Systemic allergy to insulin is a rare but severe condition. The introduction of human insulin analogues lispro and aspart has considerably decreased the severity of a reaction to insulin (1). However, cases of an allergic reaction to these analogues have also been reported (2). We describe the case of a patient in which severe systemic allergy subsided after glulisine, the latest insulin analogue, was administered.
A 33-year-old man was referred to our hospital for the management of type 1 diabetes and insulin allergy. Previously, we showed that intravenous administration using a portable device for parenteral nutrition resolved systemic reactions in a patient due to a severe allergic reaction caused by subcutaneous insulin administration (3). In trouble with sepsis in September 2005, he has received treatment with continuous subcutaneous insulin lispro; the allergic reaction weakened to a greater extent with insulin lispro than with recombinant human insulin. However, the patient developed a local wheal and itching at the site of subcutaneous injection; administration of oral antiallergic agents and prednisolone was required, which led to poor glycemic control. To determine the efficacy of the latest insulin analogues, we recently performed skin tests for glulisine, glargine, and detemir. The results of the intracutaneous test were negative for glulisine and detemir but positive for glargine. A skin test performed earlier had shown that all forms of commercially available insulin and insulin analogues were present and solvent and additives were absent (3). In October 2009, the allergy symptoms completely subsided after insulin lispro was replaced with glulisine. Moreover, antiallergic agents and prednisolone were no longer required, and glycemic control gradually improved to reduce the dose of insulin (A1C: from 9.0% in September to 7.0% in November). Furthermore, total immunoglobulin E antibody decreased to the normal range (from 338 to 167 IU/ml; standard value <202 IU/ml).
The insulin analogue glulisine was considered suitable for treatment because a negative result was obtained in a skin test for glulisine.
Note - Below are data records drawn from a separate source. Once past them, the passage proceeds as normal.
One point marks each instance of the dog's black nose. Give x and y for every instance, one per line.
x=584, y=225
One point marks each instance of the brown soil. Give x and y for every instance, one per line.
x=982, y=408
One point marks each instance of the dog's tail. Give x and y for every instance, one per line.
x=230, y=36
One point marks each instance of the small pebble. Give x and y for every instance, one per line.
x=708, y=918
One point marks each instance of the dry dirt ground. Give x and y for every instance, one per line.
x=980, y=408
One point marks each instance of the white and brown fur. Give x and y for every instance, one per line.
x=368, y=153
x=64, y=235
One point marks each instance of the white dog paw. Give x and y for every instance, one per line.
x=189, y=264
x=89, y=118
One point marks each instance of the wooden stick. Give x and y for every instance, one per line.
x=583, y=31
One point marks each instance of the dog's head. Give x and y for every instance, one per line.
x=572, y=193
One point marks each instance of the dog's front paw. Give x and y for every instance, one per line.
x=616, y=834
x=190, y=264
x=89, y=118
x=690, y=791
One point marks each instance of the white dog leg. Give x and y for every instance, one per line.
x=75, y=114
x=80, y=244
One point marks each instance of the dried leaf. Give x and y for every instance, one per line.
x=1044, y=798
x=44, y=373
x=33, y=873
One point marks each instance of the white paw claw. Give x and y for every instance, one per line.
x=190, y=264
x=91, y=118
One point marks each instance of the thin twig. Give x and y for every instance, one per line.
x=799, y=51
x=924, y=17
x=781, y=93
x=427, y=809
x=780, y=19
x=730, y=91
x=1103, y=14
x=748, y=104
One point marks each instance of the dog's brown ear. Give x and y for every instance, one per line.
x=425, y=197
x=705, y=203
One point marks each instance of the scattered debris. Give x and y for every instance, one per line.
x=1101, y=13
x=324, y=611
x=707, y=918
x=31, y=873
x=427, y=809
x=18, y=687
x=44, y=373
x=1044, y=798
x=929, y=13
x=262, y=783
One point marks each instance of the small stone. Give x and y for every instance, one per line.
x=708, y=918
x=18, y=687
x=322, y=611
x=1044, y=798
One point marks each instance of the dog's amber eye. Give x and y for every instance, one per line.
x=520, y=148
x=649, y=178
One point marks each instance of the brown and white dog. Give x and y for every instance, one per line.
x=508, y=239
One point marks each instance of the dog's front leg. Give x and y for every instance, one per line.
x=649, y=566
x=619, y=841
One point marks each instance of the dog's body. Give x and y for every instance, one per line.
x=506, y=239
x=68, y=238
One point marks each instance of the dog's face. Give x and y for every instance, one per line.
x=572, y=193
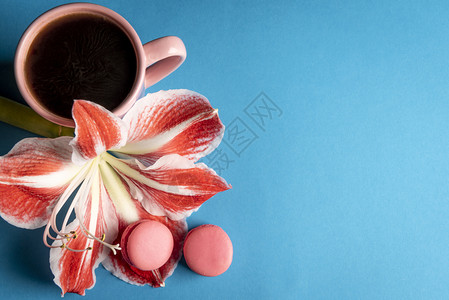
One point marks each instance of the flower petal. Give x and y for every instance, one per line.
x=97, y=130
x=173, y=186
x=74, y=271
x=174, y=121
x=32, y=177
x=117, y=265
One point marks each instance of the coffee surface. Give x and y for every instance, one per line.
x=80, y=56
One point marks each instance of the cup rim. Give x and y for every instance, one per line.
x=68, y=9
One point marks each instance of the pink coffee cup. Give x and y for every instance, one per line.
x=155, y=59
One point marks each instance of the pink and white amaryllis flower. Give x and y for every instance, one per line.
x=119, y=171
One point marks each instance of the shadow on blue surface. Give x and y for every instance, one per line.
x=25, y=256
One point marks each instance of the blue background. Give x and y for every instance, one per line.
x=342, y=192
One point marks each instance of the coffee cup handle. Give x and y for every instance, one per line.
x=163, y=56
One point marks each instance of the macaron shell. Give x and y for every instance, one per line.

Subsequently, we observed that the patient was immunotolerant to glulisine. Rather than native monomers of insulin, insulin aggregates have been known to cause cutaneous allergy, and immunogenicity of insulin preparations is correlated with the concentration of aggregates (1). Furthermore, the severity of the allergic reaction depends on the rate at which insulin forms monomers and is absorbed (2). Structural changes and pharmacological kinetics of insulin analogues contribute to low immunogenicity in vivo (1). Compared with other insulin analogues, glulisine shows both low self-association and stability in monomeric and dimeric forms in solution in the absence of zinc due to amino acid replacements (4). Accordingly, as well as intravenous administration, the efficacy of subcutaneous injection of glulisine demonstrates the pathogenesis of immunological response to insulin and the importance of monomeric forms in immunological tolerance.
No potential conflicts of interest relevant to this article were reported.